Eu agradeço o entusiasmo e o apoio do Furriel Melo, do Pedro Rodrigues, o estímulo do Alferes Melo, do Bic-Bic e já agora o Évora, o José João Neto, que no próprio dia em que recebeu a carta com o convite para o almoço, já lá vão 3 meses, me telefonou logo a dizer: estarei presente com 4 familiares; ou o Rui da Fonseca Martins, de Coimbra, que me enviou um bonito Bilhete de Postal de Boas Festas de Natal a comunicar: “estarei presente com a minha esposa para ter o prazer de abraçar todos os amigos e camaradas e recordar os que já partiram”, ou o nosso querido Dr. Dória que quando me telefonou do Hospital dias depois de ter sido operado e eu lhe disse que tinha um ponto de interrogação relativamente à sua vinda ao almoço me respondeu: “tira o ponto de interrogação e põe um ponto de exclamação.”

A nossa presença, hoje, aqui, é uma homenagem ao António Bento que foi o chefe da nossa família e que, neste momento, está orgulhoso de nós e pensaria:... “eles, afinal, não deixaram morrer os meus almoços”.

A C.ª Caç. 388 continua a ser uma família, a família que ele tornou possível promovendo, religiosamente, durante anos e anos, até ao fim da sua vida, os nossos encontros de confraternização, porque eu sei, nós sabemos, que durante a sua doença ele foi apoquentado por essa preocupação. E agora, o almoço?...

É verdade que a família da 388 vai sendo cada vez mais pequena e nada podemos fazer quanto a isso para além de, enquanto estivermos vivos, não faltarmos a estes almoços.

Não foi só o falecimento do nosso Bento, foi também o do nosso Petrak e o da Sr.ª D.ª Maria Irene, esposa do Dr. Dória, que esteve connosco no Cazombo.

Por mim, na qualidade do Alferes mais antigo desta Comp.ª e agora depois da morte do nosso Capitão 120, do oficial mais antigo, a sugestão do Alferes Melo, enquanto for vivo, puder e vocês quiserem, os encontros da família da C.ª C. 388 passarão a ser aqui, neste local, neste hotel, em Santarém e tenho a certeza de que quando chegar a hora de eu partir o Furriel Melo, o Pedro, o Furriel Bic-Bic, o Furriel Moreira ou qualquer outro de vocês, dará continuidade aos almoços aqui ou em qualquer outro lado.

O António Bento, para além de estar sempre presente nos nossos espíritos, continuará a fazer-se representar pela Sr.ª D.ª Maria Raquel, sua viúva e família, que será sempre nossa convidada para estes almoços.

Uma palavra para outro nosso convidado, o jornalista, Sr. Carlos Dias, que escreveu um livro com o relato muito sincero e autêntico, das memórias inesgotáveis da guerra e da vida do nosso camarada, o António Salvador.

Com este livro, ele não só me fez regressar à caserna como registou as recordações da nossa comissão em Angola do ponto de vista da memória de um de nós.

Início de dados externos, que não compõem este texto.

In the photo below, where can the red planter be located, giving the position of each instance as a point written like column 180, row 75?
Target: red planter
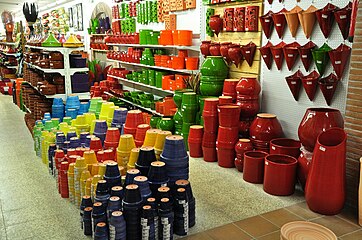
column 280, row 174
column 316, row 121
column 325, row 187
column 253, row 170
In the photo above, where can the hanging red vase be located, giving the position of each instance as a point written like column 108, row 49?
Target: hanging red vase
column 277, row 52
column 325, row 187
column 339, row 58
column 266, row 54
column 291, row 54
column 279, row 22
column 248, row 52
column 266, row 22
column 328, row 86
column 343, row 19
column 305, row 53
column 325, row 18
column 294, row 82
column 310, row 83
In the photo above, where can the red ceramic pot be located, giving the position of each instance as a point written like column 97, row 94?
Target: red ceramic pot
column 215, row 49
column 204, row 48
column 316, row 121
column 228, row 115
column 280, row 174
column 253, row 170
column 265, row 127
column 215, row 24
column 235, row 54
column 328, row 169
column 285, row 146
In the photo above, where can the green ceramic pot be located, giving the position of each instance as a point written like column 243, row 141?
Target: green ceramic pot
column 214, row 66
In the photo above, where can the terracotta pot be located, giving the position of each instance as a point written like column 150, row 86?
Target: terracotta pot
column 318, row 119
column 310, row 83
column 328, row 169
column 215, row 24
column 235, row 54
column 253, row 170
column 279, row 174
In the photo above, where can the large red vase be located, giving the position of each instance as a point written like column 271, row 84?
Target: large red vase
column 316, row 121
column 326, row 182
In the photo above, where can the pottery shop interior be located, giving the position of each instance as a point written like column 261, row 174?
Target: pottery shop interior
column 180, row 119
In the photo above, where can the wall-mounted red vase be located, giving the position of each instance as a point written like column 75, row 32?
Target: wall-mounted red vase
column 277, row 53
column 291, row 54
column 266, row 54
column 266, row 22
column 239, row 19
column 294, row 83
column 326, row 182
column 305, row 53
column 248, row 52
column 343, row 19
column 339, row 58
column 279, row 22
column 328, row 86
column 325, row 18
column 310, row 83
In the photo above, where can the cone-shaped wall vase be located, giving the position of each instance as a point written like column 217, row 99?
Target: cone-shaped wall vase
column 291, row 54
column 328, row 86
column 294, row 82
column 279, row 22
column 292, row 20
column 325, row 17
column 248, row 52
column 343, row 19
column 310, row 83
column 267, row 25
column 266, row 54
column 339, row 59
column 305, row 53
column 277, row 53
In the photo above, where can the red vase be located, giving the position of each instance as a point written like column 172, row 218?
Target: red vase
column 216, row 24
column 325, row 187
column 316, row 121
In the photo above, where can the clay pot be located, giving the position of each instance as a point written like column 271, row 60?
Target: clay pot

Pudesse ele fazer outro tanto relativamente aos restantes sobreviventes da nossa família e teríamos um puzle mais completo da história da Cª. C. 388, porque ela, a guerra, foi aquilo que cada um de nós registou na sua memória, nem mais nem menos.

Muito obrigado, Sr. Carlos Dias, as memórias do Salvador são um bocadinho as minhas memórias, as de cada um de nós.

Espero-vos aqui para o ano e se doerem os joelhos venham a coxear ou de bengala mas venham. Sigam o exemplo do nosso Alferes Médico Dr. João Manuel Dória Nóbrega que me telefonou do Hospital a dizer, repito: “tira o ponto de interrogação e põe um de exclamação!”

Conheci o Bento melhor desde que comecei a vir a estes almoços do que durante a nossa comissão. Tive azar, ele não era do meu pelotão mas o Furriel Moreira conviveu com ele numa amizade mais estreita e gostava de dizer duas palavras sobre ele.

Vou entregar à Srª Dª Maria Raquel, viúva do António Bento, uma lembrança nossa, uma fotografia emoldurada do marido, no Caripande, na fronteira de Angola a 40/50 km de onde eu estava, no Lumbala.

A dedicatória reza assim:

“À Srª Dª Maria Raquel, viúva do António Bento, com o reconhecimento de todos os camaradas”.

Uma fotografia igual mas mais pequena será entregue a cada um de vós, na altura dos trocos, como ele costumava dizer, para recordação.